コーチが不足しているように見えます。公式の指導者登録数は、増加傾向にあるようですが、指導現場の声はどうやら違っていて、深刻な状況に近づいてるように聞こえます。
コーチ不足の声
歩き回って聞こえてきた声を紹介します。
「コーチが足りません」
「優秀な若いコーチ、どこかに居ない?」
「いいコーチ紹介をしてくれませんか」
これらの声は小学年代、中学年代の民間サッカークラブやスクールの声です。そして、これらの声とは逆に、コーチが不足しているとの声をあまり聞かないのが、高校のサッカー部でした。
若いコーチはすぐ辞める?
いろんな話を聞くと、傾向として、若いコーチが辞めるまでの期間が短いことがわかります。
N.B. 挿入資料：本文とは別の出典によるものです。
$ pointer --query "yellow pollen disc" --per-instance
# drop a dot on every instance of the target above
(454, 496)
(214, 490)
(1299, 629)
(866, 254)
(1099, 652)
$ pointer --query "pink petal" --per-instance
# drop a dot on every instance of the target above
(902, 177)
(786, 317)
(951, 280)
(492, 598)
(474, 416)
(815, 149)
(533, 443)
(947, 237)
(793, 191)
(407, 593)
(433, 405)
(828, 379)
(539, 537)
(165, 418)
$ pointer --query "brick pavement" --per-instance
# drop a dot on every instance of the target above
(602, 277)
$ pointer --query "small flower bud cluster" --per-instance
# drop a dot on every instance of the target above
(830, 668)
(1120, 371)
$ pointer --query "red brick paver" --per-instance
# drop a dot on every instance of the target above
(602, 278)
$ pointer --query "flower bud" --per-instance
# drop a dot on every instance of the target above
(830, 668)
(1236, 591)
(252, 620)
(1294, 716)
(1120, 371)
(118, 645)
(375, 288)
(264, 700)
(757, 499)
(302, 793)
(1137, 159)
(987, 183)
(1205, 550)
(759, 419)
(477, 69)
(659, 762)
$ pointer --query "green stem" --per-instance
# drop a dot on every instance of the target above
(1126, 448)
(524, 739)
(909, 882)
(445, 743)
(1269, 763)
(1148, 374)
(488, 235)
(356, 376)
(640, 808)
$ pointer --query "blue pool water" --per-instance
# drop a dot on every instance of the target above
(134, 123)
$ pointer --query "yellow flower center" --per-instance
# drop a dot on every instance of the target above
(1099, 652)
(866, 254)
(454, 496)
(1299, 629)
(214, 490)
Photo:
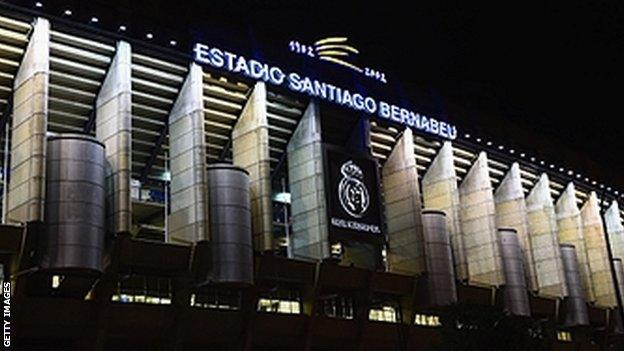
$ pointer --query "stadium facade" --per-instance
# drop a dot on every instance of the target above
(210, 200)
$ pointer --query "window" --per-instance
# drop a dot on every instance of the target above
(427, 320)
(337, 307)
(385, 309)
(564, 336)
(383, 314)
(280, 301)
(219, 299)
(143, 289)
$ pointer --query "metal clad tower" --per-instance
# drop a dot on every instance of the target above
(516, 296)
(511, 212)
(544, 241)
(230, 225)
(439, 188)
(75, 204)
(439, 261)
(575, 301)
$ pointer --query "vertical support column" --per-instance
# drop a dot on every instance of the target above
(403, 209)
(188, 222)
(307, 188)
(511, 212)
(439, 188)
(542, 225)
(571, 232)
(113, 127)
(597, 254)
(478, 223)
(615, 230)
(26, 195)
(250, 150)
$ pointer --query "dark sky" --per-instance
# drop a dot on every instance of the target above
(545, 77)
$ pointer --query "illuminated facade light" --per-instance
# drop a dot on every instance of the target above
(56, 281)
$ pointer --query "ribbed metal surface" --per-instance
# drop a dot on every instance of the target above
(230, 225)
(74, 207)
(516, 296)
(618, 326)
(439, 262)
(575, 301)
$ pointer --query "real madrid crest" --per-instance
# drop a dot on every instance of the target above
(352, 192)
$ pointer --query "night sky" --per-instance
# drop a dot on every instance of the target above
(544, 78)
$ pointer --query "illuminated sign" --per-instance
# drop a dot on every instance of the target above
(294, 81)
(353, 199)
(336, 50)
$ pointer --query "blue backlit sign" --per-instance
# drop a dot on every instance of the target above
(222, 59)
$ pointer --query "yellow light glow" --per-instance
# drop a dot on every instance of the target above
(337, 47)
(341, 62)
(332, 53)
(331, 40)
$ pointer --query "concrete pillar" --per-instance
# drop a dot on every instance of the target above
(403, 209)
(478, 223)
(250, 150)
(597, 253)
(544, 241)
(613, 220)
(26, 194)
(310, 236)
(439, 188)
(571, 232)
(188, 222)
(511, 212)
(113, 127)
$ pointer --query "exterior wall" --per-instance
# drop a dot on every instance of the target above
(615, 230)
(310, 237)
(114, 129)
(511, 212)
(597, 253)
(571, 232)
(403, 209)
(542, 225)
(250, 150)
(26, 194)
(439, 188)
(188, 222)
(478, 223)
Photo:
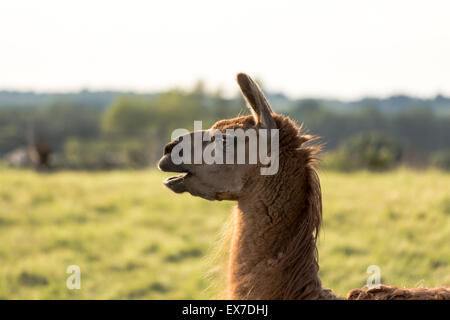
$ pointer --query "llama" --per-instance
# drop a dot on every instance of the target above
(273, 253)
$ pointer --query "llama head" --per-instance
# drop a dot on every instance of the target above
(232, 178)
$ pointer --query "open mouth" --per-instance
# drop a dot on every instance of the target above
(176, 183)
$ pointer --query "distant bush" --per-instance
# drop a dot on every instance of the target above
(370, 150)
(441, 160)
(100, 154)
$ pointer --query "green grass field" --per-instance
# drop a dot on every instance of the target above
(132, 238)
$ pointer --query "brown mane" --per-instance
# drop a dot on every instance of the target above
(297, 208)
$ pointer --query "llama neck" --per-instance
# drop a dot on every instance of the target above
(273, 247)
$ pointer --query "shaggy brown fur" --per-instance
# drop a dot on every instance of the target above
(273, 253)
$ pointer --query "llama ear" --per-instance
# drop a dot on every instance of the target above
(256, 101)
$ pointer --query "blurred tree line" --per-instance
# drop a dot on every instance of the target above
(129, 130)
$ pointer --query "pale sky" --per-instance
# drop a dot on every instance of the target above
(341, 49)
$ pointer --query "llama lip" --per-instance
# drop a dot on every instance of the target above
(176, 183)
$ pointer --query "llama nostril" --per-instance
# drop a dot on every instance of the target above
(168, 147)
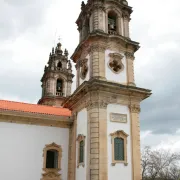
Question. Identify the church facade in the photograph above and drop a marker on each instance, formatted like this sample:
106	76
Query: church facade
94	133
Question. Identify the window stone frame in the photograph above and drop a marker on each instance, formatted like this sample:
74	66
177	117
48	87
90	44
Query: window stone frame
79	139
116	57
123	135
52	173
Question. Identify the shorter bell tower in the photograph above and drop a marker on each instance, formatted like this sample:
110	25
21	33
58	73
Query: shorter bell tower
57	78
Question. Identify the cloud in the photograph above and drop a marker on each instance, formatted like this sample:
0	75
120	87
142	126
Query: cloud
29	29
157	62
161	141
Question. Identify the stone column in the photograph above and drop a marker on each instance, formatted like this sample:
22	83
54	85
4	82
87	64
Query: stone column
95	19
68	91
126	26
98	61
135	142
97	137
106	23
72	150
77	74
119	31
130	68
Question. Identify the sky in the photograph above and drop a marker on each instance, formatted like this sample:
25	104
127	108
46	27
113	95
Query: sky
29	29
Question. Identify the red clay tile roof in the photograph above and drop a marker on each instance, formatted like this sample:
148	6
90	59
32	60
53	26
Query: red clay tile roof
34	108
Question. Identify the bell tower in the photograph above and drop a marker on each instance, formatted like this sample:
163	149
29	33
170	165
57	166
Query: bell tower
57	78
105	136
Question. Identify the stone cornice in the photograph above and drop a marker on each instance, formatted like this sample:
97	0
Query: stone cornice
35	119
134	108
96	104
130	55
89	94
103	39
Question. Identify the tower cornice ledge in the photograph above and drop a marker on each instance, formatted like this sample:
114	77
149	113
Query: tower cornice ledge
106	39
103	92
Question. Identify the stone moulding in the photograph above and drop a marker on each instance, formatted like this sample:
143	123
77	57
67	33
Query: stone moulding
115	63
123	135
52	174
79	139
84	68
辞めるまでの期間は様々ですが、数週間から数ヶ月で辞めてしまうコーチも多いようです。一見すると、コーチ業に前向きで熱心に見えるコーチでも、突然、辞めたりすることもあります。
クラブの代表者と話をすると、少しその理由が見えてきます。
最終的には現場任せ
「ちゃんと給料を払っていても、いきなり辞めちゃう」とか「安くない指導料払ってるのに、他のクラブへすぐ移っちゃう」という声を聞きました。若いコーチに期待感を持っていても、いつ辞めるか心配という不安要素も少なくはないようです。
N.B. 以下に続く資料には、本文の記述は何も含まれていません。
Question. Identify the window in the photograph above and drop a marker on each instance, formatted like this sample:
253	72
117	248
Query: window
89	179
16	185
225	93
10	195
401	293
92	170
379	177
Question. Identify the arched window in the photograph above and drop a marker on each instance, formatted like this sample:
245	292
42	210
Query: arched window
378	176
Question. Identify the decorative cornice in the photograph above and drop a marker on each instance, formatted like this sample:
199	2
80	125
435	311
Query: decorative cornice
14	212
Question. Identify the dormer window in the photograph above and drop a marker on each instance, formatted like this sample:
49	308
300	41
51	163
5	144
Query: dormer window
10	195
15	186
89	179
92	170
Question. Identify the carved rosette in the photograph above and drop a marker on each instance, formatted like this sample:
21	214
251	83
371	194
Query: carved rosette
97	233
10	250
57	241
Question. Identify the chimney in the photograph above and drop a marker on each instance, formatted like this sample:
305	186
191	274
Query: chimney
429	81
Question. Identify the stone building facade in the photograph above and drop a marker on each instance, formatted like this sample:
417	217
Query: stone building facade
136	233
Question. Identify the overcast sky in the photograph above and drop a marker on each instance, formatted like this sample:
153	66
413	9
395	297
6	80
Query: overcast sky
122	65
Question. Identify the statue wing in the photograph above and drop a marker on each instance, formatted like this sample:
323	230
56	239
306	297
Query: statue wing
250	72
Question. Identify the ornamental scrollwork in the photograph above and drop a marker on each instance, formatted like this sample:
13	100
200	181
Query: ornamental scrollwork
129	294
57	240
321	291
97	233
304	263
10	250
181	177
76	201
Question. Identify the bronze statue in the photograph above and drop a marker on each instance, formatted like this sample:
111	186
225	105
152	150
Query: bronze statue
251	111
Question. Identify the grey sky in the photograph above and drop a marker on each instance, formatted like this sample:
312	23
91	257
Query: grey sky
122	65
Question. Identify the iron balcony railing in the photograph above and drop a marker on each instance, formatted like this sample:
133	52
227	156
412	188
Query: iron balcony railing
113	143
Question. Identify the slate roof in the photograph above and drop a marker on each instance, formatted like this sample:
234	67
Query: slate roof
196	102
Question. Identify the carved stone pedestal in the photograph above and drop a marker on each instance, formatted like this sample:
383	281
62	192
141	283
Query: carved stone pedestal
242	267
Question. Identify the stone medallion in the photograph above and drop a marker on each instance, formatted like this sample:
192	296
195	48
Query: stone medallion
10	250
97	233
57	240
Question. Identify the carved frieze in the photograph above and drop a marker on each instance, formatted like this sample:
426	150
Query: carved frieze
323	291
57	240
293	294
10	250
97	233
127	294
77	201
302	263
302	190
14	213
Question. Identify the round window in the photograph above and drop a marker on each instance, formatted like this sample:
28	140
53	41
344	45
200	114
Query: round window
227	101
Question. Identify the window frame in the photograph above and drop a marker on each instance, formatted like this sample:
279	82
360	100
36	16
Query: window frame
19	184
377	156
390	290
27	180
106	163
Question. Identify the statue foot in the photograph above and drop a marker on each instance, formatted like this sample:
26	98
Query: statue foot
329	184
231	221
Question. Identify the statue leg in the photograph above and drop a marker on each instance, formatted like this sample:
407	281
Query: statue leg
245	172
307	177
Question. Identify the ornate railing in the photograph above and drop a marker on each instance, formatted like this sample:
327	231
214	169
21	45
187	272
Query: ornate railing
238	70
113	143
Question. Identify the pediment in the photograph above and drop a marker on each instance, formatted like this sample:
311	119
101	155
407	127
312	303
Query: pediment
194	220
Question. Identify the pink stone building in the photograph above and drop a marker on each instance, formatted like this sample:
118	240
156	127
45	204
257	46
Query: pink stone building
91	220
そこで、代表者や責任者に、クラブ方針やコーチ育成について伺った話をまとめると「定期的にミーティングはやるけど、最終的には現場任せ」です。もしかしたら、ここに若いコーチたちが辞めていく原因があるかもしれません。
最優先はやり甲斐
成長の積み上げを感じる工夫が必要だと思います。
積み上げを感じることは、昔も今も変わらず重要な要素ですが、積み上げていることを、より具体的に伝えることも大切なように思います。もちろん、できていないことや、こちらが望んでいないことを伝えることも重要で、「そんなことも分からないのか」という解釈は捨てるべきでしょう。
子どもたちの指導環境が変化する中、コーチの指導環境にも変化が求められる時代。若いコーチが成長を積み上げられるような、やり甲斐のある環境作りが、今の指導現場の最優先事項だと考えています。
若いコーチを閉じ込めないで
外との繋がりをよしとしない指導者も、一定の割合でいます。その理由は別として、若いコーチはフットワークよく行動させることが、クラブの発展にも繋がるはずです。
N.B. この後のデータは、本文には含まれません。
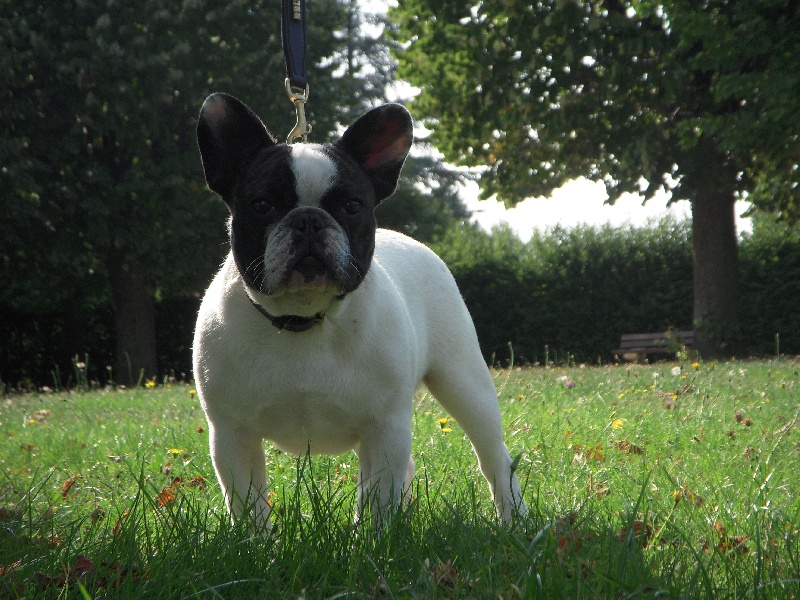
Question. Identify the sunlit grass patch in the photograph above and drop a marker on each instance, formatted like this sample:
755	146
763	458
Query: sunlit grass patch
642	481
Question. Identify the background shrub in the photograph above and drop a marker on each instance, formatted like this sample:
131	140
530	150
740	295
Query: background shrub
566	294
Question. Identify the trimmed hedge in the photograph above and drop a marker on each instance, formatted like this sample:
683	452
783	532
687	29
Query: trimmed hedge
571	292
567	294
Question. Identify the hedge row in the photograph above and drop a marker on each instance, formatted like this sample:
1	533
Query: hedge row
565	294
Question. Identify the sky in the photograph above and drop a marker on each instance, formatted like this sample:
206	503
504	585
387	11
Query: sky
576	202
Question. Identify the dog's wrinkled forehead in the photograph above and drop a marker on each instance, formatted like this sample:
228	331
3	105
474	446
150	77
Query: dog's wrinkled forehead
314	173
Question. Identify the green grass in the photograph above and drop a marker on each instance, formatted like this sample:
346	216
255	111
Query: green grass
641	483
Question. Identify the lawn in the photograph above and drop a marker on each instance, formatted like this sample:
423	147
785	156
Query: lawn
645	481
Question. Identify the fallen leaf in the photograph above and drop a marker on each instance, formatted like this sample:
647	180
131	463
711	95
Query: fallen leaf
199	482
626	446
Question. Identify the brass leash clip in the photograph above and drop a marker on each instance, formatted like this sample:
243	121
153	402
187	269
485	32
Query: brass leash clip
299	99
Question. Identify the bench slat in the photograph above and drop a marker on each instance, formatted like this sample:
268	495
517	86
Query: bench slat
635	346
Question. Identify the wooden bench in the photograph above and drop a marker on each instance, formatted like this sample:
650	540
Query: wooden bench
636	346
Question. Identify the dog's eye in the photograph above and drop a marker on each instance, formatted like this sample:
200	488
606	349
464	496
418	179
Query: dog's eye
263	207
352	207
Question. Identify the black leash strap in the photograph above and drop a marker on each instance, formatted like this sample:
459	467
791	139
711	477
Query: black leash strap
293	34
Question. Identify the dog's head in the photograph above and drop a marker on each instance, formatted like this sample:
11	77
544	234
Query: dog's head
302	216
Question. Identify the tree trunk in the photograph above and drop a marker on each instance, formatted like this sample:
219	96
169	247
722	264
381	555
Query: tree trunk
715	253
134	324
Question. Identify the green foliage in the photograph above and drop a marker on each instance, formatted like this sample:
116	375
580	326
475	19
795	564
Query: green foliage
574	291
640	482
100	162
426	203
565	295
689	96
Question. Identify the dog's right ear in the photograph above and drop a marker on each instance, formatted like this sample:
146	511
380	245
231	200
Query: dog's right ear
229	135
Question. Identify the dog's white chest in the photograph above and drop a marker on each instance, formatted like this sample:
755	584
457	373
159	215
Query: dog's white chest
320	389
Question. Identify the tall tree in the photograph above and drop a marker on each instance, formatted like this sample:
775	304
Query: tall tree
698	98
101	190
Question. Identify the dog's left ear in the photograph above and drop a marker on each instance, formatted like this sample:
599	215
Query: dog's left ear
379	142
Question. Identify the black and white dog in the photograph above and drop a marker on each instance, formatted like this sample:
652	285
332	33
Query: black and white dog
319	327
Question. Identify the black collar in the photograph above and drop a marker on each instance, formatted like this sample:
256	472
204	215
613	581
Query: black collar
294	323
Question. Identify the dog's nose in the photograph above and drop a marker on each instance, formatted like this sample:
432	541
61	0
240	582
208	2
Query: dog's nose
307	220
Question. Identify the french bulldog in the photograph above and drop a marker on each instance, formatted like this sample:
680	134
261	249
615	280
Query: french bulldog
319	327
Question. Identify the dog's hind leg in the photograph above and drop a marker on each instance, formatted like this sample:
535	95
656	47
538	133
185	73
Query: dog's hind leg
238	459
464	387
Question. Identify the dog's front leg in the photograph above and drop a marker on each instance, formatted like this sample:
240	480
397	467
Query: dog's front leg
385	470
238	458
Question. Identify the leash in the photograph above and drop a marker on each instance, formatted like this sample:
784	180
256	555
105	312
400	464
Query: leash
293	34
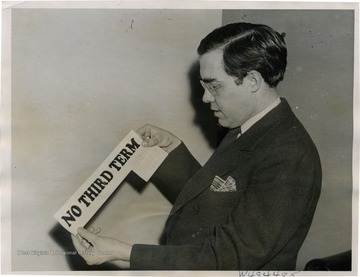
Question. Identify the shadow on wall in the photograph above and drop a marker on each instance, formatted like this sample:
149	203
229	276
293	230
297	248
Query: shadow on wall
204	118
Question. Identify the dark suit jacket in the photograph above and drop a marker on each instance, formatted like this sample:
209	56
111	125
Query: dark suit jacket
261	225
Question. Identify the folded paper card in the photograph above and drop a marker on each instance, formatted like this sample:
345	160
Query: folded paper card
128	156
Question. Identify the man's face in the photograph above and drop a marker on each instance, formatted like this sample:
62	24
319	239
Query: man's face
232	104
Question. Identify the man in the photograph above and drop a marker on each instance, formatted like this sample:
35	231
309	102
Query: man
251	205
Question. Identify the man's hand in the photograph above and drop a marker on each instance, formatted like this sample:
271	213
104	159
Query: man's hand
96	250
155	136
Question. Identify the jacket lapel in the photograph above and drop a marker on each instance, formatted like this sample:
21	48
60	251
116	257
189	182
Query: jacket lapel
227	158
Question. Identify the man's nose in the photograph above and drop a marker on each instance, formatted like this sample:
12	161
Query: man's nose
208	97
私たちの世代とは違い、若い人たちのネットワークはすごく広いです。そして、新しい情報を集める能力に長けている人も中にはいて、そこから新たなアイデアが生み出されることもあります。
その反面、その繋がりを伝ってクラブを去るのではという、心配事があるかもしれません。だけど、新たな情報はクラブにとって有益なものになり、想像以上の新たなやり甲斐を生み、コーチのモチベーションを高める原動力にもなるはずです。
コーチ不足はきっと解消できる
今回、私が感じたコーチ不足は、登録者数の増加傾向に隠れた重要な課題だと感じます。だけどこの見た目のコーチ不足は解消できるはずです。そのためには、先頭でリードするコーチが、これからの指導環境をしっかりと見据え、やり甲斐のある環境作りとネットワークの拡大が鍵になると考えています。
コーチの成り手を増やすための、私たちの努力が足りていません。もしかすると、この現状はスポーツ界に限った話でなく、教育分野にも同じことが言えるかもしれません。